Phnom Penh is quite confusing at first glance. Parts of it, for example Riverside, are very beautiful where other parts are chaotic and charmless. Its a huge city and i think you would need to spend some time here to get a real love for it, but as most tourist attractions are low-key many traverllers spend only a short time. It is two different world living in one city; wealth next to extreme poverty and this creates a lot of beggers.
On our second day we hired a mo-ped and went to Tuol Sleng Museum (S-21) and the Killing Fields of Choeung Ek which was a huge eye-opener and a very sad day.

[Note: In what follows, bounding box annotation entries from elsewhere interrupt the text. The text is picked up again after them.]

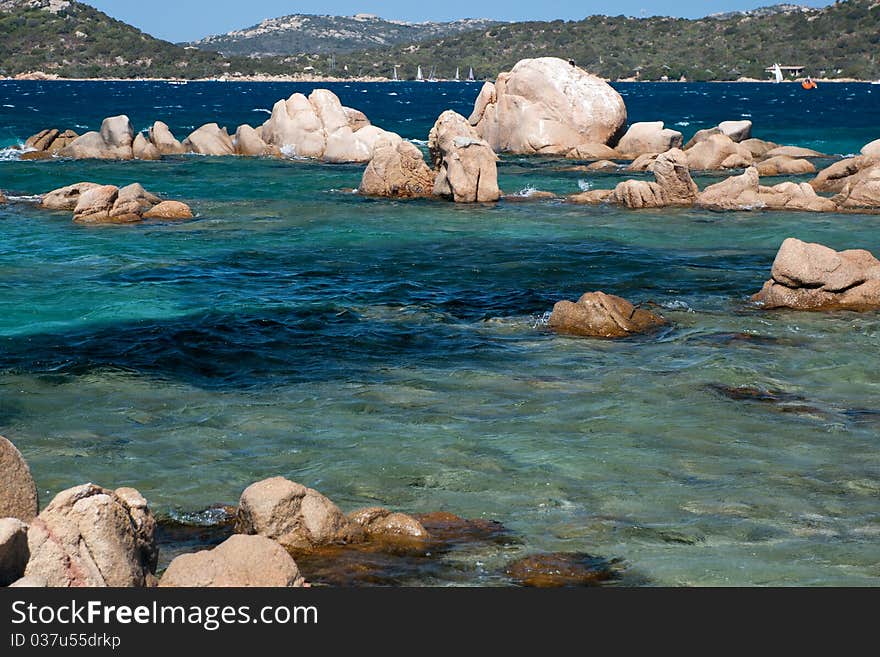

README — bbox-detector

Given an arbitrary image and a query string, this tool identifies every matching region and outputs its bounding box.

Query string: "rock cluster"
[752,237,880,310]
[469,57,626,157]
[23,89,400,162]
[547,292,666,338]
[21,128,79,160]
[40,182,193,224]
[428,110,501,203]
[610,148,699,208]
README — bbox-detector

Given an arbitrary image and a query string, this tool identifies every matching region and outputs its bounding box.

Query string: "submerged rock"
[358,138,436,198]
[0,436,40,522]
[506,552,618,588]
[40,182,100,210]
[348,506,428,541]
[0,518,30,586]
[59,114,134,160]
[469,57,626,157]
[142,201,193,219]
[159,534,305,588]
[615,121,682,156]
[547,292,666,338]
[428,110,501,203]
[236,477,365,550]
[25,484,158,587]
[757,155,816,176]
[810,155,880,194]
[752,237,880,310]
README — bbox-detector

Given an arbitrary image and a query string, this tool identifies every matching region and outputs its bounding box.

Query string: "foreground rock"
[547,292,666,338]
[0,436,40,522]
[25,484,158,587]
[236,477,365,550]
[59,115,134,160]
[752,237,880,310]
[469,57,626,158]
[696,167,837,212]
[358,138,436,198]
[428,110,501,203]
[159,534,305,588]
[260,89,400,162]
[615,121,682,158]
[610,148,699,208]
[0,518,30,586]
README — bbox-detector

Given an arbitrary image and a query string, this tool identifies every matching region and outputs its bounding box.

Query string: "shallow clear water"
[0,83,880,585]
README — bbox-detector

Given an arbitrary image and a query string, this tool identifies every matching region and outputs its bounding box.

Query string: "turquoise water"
[0,83,880,585]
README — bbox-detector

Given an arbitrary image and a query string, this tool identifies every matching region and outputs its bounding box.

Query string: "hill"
[298,0,880,80]
[0,0,880,80]
[188,14,498,57]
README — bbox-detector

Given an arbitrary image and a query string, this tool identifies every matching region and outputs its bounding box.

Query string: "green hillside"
[290,0,880,80]
[0,0,880,80]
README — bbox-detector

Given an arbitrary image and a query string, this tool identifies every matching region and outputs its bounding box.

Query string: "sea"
[0,81,880,586]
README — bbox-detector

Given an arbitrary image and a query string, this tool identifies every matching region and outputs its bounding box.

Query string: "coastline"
[0,72,876,84]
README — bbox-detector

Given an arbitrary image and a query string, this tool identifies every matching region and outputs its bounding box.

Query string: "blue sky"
[86,0,830,41]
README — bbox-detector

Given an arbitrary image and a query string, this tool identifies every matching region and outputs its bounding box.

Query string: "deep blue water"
[0,82,880,585]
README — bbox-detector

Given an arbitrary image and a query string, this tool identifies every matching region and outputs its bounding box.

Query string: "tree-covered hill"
[299,0,880,80]
[0,0,880,80]
[187,14,498,56]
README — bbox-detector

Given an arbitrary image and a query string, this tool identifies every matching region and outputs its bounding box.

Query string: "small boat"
[773,64,782,82]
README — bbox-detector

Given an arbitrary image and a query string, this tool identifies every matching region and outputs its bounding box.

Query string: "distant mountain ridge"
[182,14,501,57]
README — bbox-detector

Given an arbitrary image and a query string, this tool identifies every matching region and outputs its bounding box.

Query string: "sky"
[86,0,830,42]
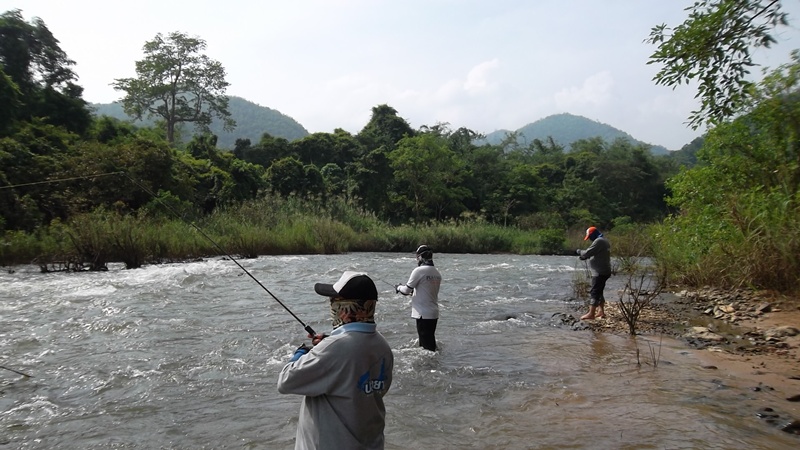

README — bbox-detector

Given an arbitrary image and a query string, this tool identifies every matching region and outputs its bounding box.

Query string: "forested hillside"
[90,97,308,149]
[481,113,669,155]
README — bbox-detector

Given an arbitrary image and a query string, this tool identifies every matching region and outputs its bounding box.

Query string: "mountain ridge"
[482,113,670,155]
[89,96,671,155]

Pol Pot's security forces turned an old high school into a secret prison known as 'Security Prison 21' (S-21). This soon became the largest centre of detention and torture in the country. Between 1975 and 1978 more than 17,000 men, women and children held at S-21 were taken to the extermination camp at Choeung Ek. The Khmer Rouge kept extensive records of each prisoner, and all were photographed, sometime before and after torture. You can walk through S-21 and see it how it was; all the cells, the torture rooms, and room after room of black and white photographs of the prisoners that were later killed. It was this mass genocide only 30 years ago! It is so sad and extreamly sick! The Khmer Rouge 'revolution' trained innocent children to be ruthless killers and even began devouring its own at the heights of its insanity.
The killing fields of Cheoung Ek was where the 17,000, men , women, children and infants who had been detained and tortured at S-21 were transported to and murdered! They were thrown into large dug-out pits, hundreds at a time, and burried. They were often bludgeoned to avoid wasting precious bullets. You can walk around the field, and as you do, you see fragments of human bone and bits of cloth scattered around the disinterred pit and coming up from the ground. I was a truely shoking day!